We need to click the mouse on the filename if we wish to open it. Otherwise, the file is safely tucked away inside some folder, somewhere: Part of the many seldom-opened files in the mental computer. However, the numerous haunting memories conti-nue as ‘current’ files. Something in each one of them remains to be finished. It may well be an apology that was due. It could also be an unwillingness on our part to accept a loss. It may well be that a part of the mind continues to deny the reality of that particular event.

With each ounce of resistance, the episode nags us even more with its haunting presence.

Even without such strongly evocative feelings, the merest twinge of regret about a past event (why didn’t I qualify for that post?) is enough to bring it periodically into our focus.

Whatever the case, that niggling file is always open in the mental computer screen. We call it to our attention, effortlessly. All it takes is a lull in the external hub of life for the file to flash painfully across our relentless monitors.

We can, at best, minimise those files. But they get restored with a mere touch on the mind’s button. And all those unwanted emotions sweep through the mind, creating havoc within us, even though the trigger is safely embedded way back in the past.

As sole operators of the ‘files’ that trouble us, we have it in our power to ‘complete’ those files and save them, too, in that folder tucked away in the recesses of the mind. But to do that, we will have to let go of some of the pride, hurt, guilt, resentment or whichever emotion is coming in the way of our ‘completing’ that file.

We will have to embrace the loss, be it of a person, possession or our own self-image. Far more important than any external manifestation of our closing that file — a mere verbal apology will not complete the file if we are still seething with resentment — is our own inner total acceptance of all that it throws up within us.

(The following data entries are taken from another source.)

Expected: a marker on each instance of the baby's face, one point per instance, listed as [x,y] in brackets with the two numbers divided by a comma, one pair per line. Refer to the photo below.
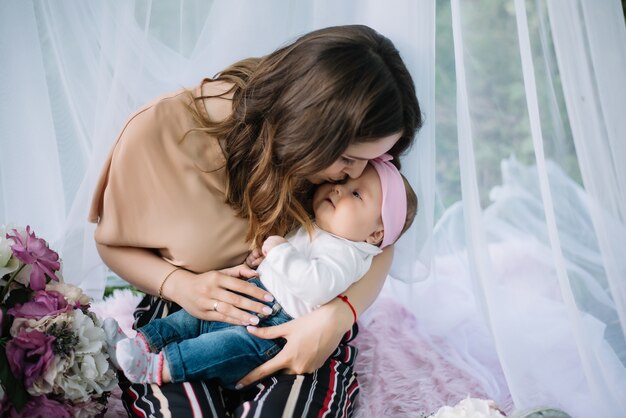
[351,210]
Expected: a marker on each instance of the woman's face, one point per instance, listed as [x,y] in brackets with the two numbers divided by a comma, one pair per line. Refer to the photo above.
[354,159]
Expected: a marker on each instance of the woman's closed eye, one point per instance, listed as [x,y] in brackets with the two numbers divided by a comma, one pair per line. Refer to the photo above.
[347,161]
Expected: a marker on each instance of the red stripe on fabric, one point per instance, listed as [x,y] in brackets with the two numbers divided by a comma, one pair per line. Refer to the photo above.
[133,405]
[351,389]
[331,389]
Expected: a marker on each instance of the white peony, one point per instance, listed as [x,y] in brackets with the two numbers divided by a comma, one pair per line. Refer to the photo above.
[71,293]
[470,408]
[91,373]
[45,383]
[87,409]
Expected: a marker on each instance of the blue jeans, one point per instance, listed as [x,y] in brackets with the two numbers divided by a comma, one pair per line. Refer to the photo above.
[202,350]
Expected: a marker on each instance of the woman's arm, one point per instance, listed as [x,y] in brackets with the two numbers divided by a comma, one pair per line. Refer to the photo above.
[196,293]
[312,338]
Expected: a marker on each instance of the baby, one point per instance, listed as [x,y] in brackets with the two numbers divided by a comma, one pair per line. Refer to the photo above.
[353,222]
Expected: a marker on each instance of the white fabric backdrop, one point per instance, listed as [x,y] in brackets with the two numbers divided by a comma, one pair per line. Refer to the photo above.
[523,271]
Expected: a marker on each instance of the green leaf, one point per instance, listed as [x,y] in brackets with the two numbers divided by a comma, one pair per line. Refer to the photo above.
[13,387]
[18,295]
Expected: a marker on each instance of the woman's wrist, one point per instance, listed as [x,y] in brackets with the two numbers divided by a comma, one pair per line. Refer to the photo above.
[342,313]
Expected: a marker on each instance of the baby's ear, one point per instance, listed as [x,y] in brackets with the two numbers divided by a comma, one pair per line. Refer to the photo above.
[376,237]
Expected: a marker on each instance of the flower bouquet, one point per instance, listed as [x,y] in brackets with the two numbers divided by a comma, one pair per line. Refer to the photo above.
[53,350]
[470,408]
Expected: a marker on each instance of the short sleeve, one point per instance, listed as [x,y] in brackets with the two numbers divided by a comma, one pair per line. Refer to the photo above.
[162,187]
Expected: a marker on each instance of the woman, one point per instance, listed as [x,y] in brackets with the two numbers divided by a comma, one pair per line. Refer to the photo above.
[199,177]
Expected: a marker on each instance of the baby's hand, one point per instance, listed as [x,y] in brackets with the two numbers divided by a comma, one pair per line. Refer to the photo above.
[254,258]
[272,242]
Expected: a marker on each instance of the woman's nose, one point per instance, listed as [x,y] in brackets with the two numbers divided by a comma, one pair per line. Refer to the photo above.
[356,169]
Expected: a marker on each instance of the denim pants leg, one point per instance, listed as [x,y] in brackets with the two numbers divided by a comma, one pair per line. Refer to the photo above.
[176,327]
[202,350]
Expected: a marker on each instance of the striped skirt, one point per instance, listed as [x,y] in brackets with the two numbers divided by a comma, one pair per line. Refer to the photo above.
[330,391]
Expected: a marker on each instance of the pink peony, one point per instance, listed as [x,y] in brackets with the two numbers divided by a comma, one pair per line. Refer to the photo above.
[42,407]
[29,355]
[42,304]
[35,251]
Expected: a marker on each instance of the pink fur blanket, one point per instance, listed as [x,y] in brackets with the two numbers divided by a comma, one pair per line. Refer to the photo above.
[401,374]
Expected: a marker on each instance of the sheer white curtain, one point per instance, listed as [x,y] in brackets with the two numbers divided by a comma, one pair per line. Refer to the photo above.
[516,255]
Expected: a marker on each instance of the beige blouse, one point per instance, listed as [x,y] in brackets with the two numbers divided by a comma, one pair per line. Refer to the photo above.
[161,192]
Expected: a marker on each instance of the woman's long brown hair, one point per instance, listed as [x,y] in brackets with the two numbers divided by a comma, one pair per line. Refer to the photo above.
[296,110]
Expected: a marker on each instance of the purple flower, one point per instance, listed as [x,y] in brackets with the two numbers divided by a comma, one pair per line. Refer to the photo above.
[35,251]
[43,303]
[42,407]
[29,355]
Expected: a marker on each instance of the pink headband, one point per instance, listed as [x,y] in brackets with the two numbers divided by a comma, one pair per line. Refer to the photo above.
[394,198]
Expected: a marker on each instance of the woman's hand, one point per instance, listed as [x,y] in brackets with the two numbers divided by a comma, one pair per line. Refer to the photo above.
[218,295]
[311,339]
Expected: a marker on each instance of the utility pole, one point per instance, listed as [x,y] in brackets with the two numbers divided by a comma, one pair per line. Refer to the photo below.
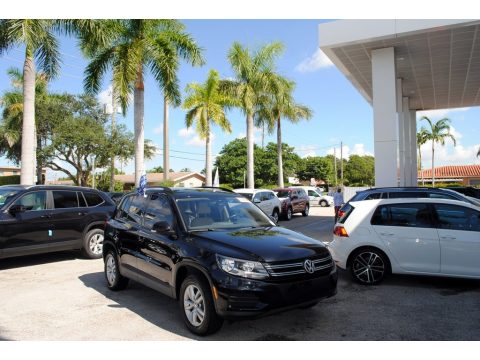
[341,163]
[112,174]
[335,164]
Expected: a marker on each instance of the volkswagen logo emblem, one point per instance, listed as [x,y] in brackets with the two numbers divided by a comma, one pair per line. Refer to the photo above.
[309,266]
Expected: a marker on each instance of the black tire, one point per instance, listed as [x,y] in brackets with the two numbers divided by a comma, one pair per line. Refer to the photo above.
[309,305]
[369,266]
[289,214]
[306,210]
[115,280]
[93,244]
[210,322]
[276,215]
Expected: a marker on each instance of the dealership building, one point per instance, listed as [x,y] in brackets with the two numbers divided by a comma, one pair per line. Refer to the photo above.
[401,67]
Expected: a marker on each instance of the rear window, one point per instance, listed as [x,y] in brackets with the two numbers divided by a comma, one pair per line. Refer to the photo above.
[64,199]
[406,215]
[345,212]
[92,198]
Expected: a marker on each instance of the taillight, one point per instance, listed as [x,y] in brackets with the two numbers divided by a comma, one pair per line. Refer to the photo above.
[340,231]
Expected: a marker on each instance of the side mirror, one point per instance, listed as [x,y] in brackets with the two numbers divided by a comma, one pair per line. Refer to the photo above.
[164,228]
[15,209]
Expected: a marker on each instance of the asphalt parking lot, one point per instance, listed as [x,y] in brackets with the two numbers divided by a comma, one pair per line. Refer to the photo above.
[63,297]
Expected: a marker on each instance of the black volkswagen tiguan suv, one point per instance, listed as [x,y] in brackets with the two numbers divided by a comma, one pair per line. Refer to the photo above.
[215,252]
[43,218]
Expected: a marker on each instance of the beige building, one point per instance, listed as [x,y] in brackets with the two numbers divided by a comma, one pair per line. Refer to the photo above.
[180,179]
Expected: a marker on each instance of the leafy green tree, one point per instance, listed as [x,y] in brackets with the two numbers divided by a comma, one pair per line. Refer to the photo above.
[206,104]
[232,162]
[134,47]
[316,167]
[438,132]
[254,73]
[360,171]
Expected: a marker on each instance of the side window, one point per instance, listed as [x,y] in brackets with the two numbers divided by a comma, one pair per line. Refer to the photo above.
[454,217]
[373,196]
[122,212]
[405,215]
[64,199]
[81,199]
[33,201]
[92,198]
[136,209]
[158,209]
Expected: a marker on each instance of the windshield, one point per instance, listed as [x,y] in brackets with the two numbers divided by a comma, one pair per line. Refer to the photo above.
[218,210]
[283,193]
[6,195]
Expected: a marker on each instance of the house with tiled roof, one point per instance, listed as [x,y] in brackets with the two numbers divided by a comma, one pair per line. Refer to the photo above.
[464,174]
[180,179]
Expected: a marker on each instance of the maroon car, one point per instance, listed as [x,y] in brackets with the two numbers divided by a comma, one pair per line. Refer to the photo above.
[293,201]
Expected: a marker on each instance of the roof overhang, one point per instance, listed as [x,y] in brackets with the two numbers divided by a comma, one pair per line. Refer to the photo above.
[437,60]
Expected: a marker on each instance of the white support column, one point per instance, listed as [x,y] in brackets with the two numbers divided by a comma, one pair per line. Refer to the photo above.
[401,135]
[413,149]
[407,173]
[385,117]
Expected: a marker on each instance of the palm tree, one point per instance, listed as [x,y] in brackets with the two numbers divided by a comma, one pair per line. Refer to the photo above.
[41,46]
[438,132]
[134,47]
[12,115]
[205,104]
[422,138]
[253,76]
[278,103]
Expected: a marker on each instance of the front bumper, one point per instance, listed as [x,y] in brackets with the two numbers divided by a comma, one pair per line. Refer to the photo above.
[240,298]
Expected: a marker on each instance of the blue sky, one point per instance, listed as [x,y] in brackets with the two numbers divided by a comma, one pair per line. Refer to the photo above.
[340,112]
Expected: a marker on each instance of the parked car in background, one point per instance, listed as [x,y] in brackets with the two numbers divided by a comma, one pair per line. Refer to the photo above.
[410,192]
[408,236]
[466,190]
[266,200]
[315,196]
[293,201]
[40,219]
[115,196]
[215,252]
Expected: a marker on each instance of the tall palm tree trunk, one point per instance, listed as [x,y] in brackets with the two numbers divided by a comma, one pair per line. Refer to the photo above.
[208,159]
[166,149]
[28,155]
[250,174]
[139,133]
[279,154]
[433,163]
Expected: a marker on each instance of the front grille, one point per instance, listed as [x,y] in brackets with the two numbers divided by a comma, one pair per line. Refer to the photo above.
[322,266]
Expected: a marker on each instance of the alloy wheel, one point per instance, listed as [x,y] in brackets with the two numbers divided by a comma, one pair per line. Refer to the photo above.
[96,244]
[194,305]
[368,267]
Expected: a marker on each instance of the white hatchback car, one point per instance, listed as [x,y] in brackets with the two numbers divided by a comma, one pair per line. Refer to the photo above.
[440,237]
[316,197]
[265,199]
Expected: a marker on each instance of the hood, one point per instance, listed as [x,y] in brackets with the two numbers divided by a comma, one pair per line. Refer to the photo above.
[268,244]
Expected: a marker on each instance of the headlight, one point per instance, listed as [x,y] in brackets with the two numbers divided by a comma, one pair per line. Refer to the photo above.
[243,268]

If we are unable to forgive that ‘cruel wrongdoer’, how completely can we embrace our own inability to forgive? If that humiliating loss of self-esteem is unforgettable, how lovingly can we accept that humiliated self within us? For, until we can do that, unreservedly and unabashedly, we can be sure that those incomplete files will keep rearing their ugly heads, from time to time.

Each religion has its own prescription for this kind of ‘completion’. Confession, forgiveness, mindfulness, conscious acceptance — all these are different ways of telling those open files to close. For this is one computer that never shuts down: Not even when we sleep. Our troubled dreams testify to that.

So each time you are haunted by an unpleasant memory recognise that it is your inner self’s way of pointing to you the unfinished business that you still have: It is up to you to make use of the present to close the past.